Sob condições adversas, o jornalismo se readaptou. E deverá passar por mudanças ainda maiores em 2020. Essa é aposta dos jornalistas e pesquisadores brasileiros convidados pela Associação Brasileira de Jornalismo Investigativo (Abraji) e pelo Farol Jornalismo para projetar os caminhos que a profissão deve seguir no próximo ano. O especial O jornalismo no Brasil em 2020, que reúne dez artigos sobre temas como segurança dos jornalistas, colaboração e empreendedorismo está disponível gratuitamente no Medium.
Nesta quarta edição, o panorama é dos mais complexos. A hostilidade em relação à imprensa, combinada ao contexto político, cria um ambiente de imprevisibilidade para a profissão. As eleições municipais, que irão acontecer no segundo semestre de 2020, também receberam a atenção dos 10 autores desta edição.
Renata Neder, do Comitê para Proteção dos Jornalistas (CPJ), acredita que o próximo ano “será de enormes desafios para a proteção e segurança de jornalistas”. A situação do país, que ocupa a 9ª posição no Índice Global de Impunidade (a edição de 2019 mapeou 13 países em que há cinco casos ou mais de impunidade que envolvem crimes contra jornalistas), pode piorar ainda mais se houver um aumento de casos de assédio judicial e de agressões contra jornalistas.
O agravamento desse problema é abordado no texto de Guilherme Amado, vice-presidente da Abraji e repórter da revista Época.
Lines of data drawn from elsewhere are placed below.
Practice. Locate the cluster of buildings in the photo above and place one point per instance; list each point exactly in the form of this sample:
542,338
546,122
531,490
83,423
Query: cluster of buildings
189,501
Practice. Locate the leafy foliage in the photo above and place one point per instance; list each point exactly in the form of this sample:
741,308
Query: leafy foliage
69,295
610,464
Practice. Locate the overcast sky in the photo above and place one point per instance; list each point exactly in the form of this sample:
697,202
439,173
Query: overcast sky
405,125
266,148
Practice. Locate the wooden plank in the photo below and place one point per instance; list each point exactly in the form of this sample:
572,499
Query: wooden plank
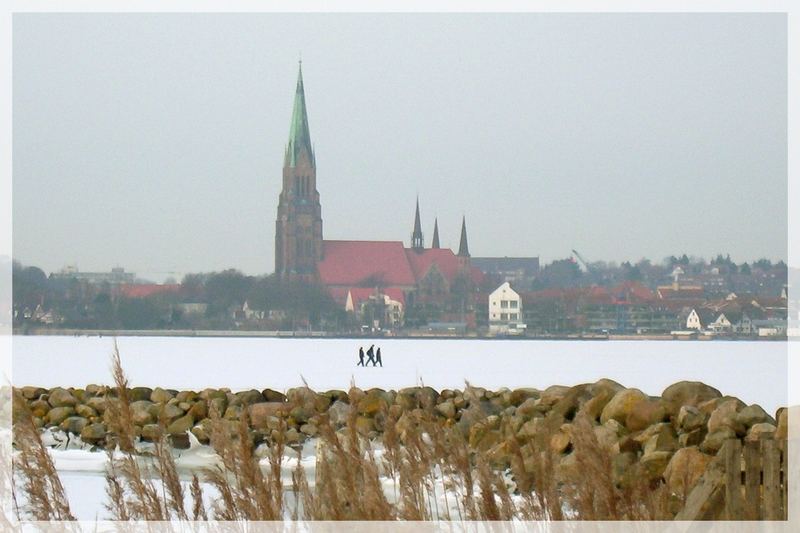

Ele lembra como a mudança no eixo de poder se refletiu em truculência e no dia a dia de quem cobre política em Brasília. Agora que esse tipo de comportamento deixou de ser uma surpresa, espera-se que a imprensa tenha uma posição mais madura diante dos desafios de 2020. O apontamento feito por Amado na edição de 2019 se concretizou: a colaboração cresceu no meio jornalístico, tanto por questões financeiras, quanto para alcançar mais audiência.
Para o editor do Comprova, José Antonio Lima, parcerias entre órgãos de mídia profissionais serão fundamentais “para que o jornalismo continue atuando para preservar o interesse público e para fortalecer as coberturas locais”. Em sua segunda edição, o projeto Comprova, coalizão de mídia que reuniu 24 veículos no país, verificou notícias enganosas sobre políticas públicas do governo federal.
Mais uma vez, a importância do jornalismo local aparece nas análises. O cenário não é promissor, já que seis em cada dez municípios do país não dispõem de informação jornalística local, segundo a versão mais recente do Atlas da Notícia. Mas Nina Weingrill, co-fundadora da agência e escola de jornalismo ÉNois, chama a atenção para uma questão cuja importância transcende a cobertura de cidades e bairros, e questiona a própria definição do jornalismo.
O pesquisador da Unisinos, Rafael Grohmann fala de um tema caro aos jornalistas diante de um cenário de transformação da profissão: empreendedorismo. “Os jornalistas têm se reconhecido como trabalhadores e buscado novas formas de organização do trabalho que confrontem lógicas individualistas”, afirma. Essa mudança de pensamento gera mudanças tanto em veículos pequenos, como em redações tradicionais, segundo o pesquisador.
Paula Miraglia, cofundadora do Nexo Jornal, afirma que em 2020 “o engajamento da audiência ganhará ainda mais centralidade” a partir de três eixos: levar a sério a ideia de comunidade, olhar para novas métricas e cultivar a relação com o público. Para tanto, é necessário identificar e compreender os lugares e as formas usadas pelas pessoas para se informar.
Portanto, “estudar novos canais de distribuição tem sido tarefa necessária para quem produz narrativas”, escreveu Ana Naddaf. A diretora de conteúdo do jornal O Povo projeta que os podcasts chegarão com força às hard news, as newsletters apostarão em contextualização e os stories vão se consolidar como a porta de entrada de um novo público. Presente em 98% dos telefones móveis brasileiros, o WhatsApp segue sendo um desafio para a distribuição e também quando se pensa no compartilhamento de informações de origem duvidosa.
Adriano Belisário desenha um horizonte distópico não só para 2020, mas para a próxima década. O coordenador da Escola de Dados Brasil aponta que as deep fakes devem aparecer com força nas eleições municipais. “Vídeos manipulados por algoritmos vão se tornar cada vez mais comuns e sofisticados, impondo desafios maiores no combate às ações de desinformação ou manipulação da opinião pública”, escreveu.
A resposta à desinformação vem de duas frentes principais: fact-checking e educação midiática. Sobre este segundo tópico, Patricia Blanco, presidente do Instituto Palavra Aberta, defende que a abertura do jornalismo é fundamental para que as pessoas entendam o seu funcionamento e a sua importância para a sociedade. “Está na hora de ‘abrir a cozinha’ do jornalismo e ‘quebrar os tabus’ da profissão. Mostrar o passo a passo, os critérios adotados, os manuais criados pelos veículos, quem são os autores das matérias, quem são os proprietários das empresas, quem financia os veículos”, escreveu.
Fábio Takahashi, editor de jornalismo de dados da Folha de S.Paulo, acredita que essa transparência se repetirá no campo em que ele atua. “A cultura de ampliação da divulgação das metodologias (e até dos códigos) dão mais transparência e segurança aos resultados encontrados”. Tais práticas ampliam também a possibilidade de colaboração, já que outros jornalistas podem se beneficiar do trabalho realizado por um colega.